6. The Information Agent shall promptly notify the Co-Administrative Agents of its receipt of subscription documents and shall deliver the final syndication list to the Co-Administrative Agents, the DIP Fronting Creditor and the Company promptly after the Expiration Time. Upon completion of the final syndication list, the participating Eligible Holders shall fund their respective portions of the DIP Facility into an escrow account held at The Huntington National Bank (the “Escrow Account”) serviced by Kurtzman Carson Consultants LLC (the “Escrow Agent”) by 5:00 p.m. ET on April 5, 2024 (the “Funding Date”). In the event a participating Eligible Holder does not fund the Escrow Account with funds sufficient to satisfy the allocated Commitment, the Company shall re-allocate such Commitment to such Eligible Holders and in such amounts as shall be determined by the Company in its reasonable discretion. The Company expects to complete the syndication process on or prior to two business days after the entry of the Final Order.

 

7. All notices and other communications required to be delivered to the Information Agent pursuant to these syndication procedures shall be made in writing, or by any telecommunication device capable of creating a written record, and addressed as follows:

 

Enviva DIP Syndication
c/o Kurtzman Carson Consultants LLC
222 N. Pacific Coast Highway, Suite 300

El Segundo, CA 90245
Telephone: (877) 499-4509 (U.S./Canada) or (917) 281-4800 (international)
Email: EnvivaDIP@kccllc.com

 

8. If the syndication process is terminated for any reason, the subscription documents submitted by participating Eligible Holders will terminate and the Escrow Agent will immediately return by wire funds transferred by such Eligible Holders to the Escrow Account plus their pro rata share of any interest earned on such funds.

 

9. Upon entry of the Final Order, the Escrow Agent will disburse the funds in the Escrow Account funded by participating Eligible Holders in respect of the Initial Tranche A Loans and the Initial Tranche A Notes and commitments under the DIP Facility will be assigned from the DIP Fronting Creditor to the Eligible Holders in accordance with the terms of the DIP Facility Agreement and other relevant documentation relating to the DIP Facility, and the Loans or Notes will be recorded in a register for the DIP Facility.
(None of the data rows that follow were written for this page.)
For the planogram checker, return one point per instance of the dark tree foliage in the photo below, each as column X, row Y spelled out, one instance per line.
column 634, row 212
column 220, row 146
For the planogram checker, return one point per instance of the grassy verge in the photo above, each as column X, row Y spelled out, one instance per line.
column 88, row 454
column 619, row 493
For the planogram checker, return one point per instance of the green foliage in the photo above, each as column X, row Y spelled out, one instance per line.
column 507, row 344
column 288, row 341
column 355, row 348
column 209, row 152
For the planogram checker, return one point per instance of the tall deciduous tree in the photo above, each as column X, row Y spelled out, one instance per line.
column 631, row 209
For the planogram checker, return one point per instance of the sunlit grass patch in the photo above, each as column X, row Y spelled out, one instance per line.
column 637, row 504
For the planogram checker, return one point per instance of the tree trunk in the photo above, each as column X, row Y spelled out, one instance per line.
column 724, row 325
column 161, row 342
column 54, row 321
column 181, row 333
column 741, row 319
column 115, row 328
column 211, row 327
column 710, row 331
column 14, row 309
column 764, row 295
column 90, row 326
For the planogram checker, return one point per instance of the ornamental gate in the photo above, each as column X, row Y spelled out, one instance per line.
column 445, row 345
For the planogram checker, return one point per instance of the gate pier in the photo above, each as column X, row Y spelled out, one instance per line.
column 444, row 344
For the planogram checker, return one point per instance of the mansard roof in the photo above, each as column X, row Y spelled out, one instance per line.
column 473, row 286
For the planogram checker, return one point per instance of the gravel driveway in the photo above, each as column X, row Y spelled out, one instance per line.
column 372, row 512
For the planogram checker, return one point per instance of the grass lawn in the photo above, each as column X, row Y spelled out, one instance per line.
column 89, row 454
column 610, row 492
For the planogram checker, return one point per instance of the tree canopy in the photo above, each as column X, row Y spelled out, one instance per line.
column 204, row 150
On each Delayed Draw Borrowing Date, the Escrow Agent will disburse the funds in the Escrow Account to fulfill your applicable funding obligations under the DIP Facility Agreement.

 

10. The Bankruptcy Court has not reviewed or approved the financial or diligence information with respect to the Debtors or these procedures being provided to the Eligible Holders in connection with this syndication, and all rights of such Eligible Holders with respect to any such information are preserved.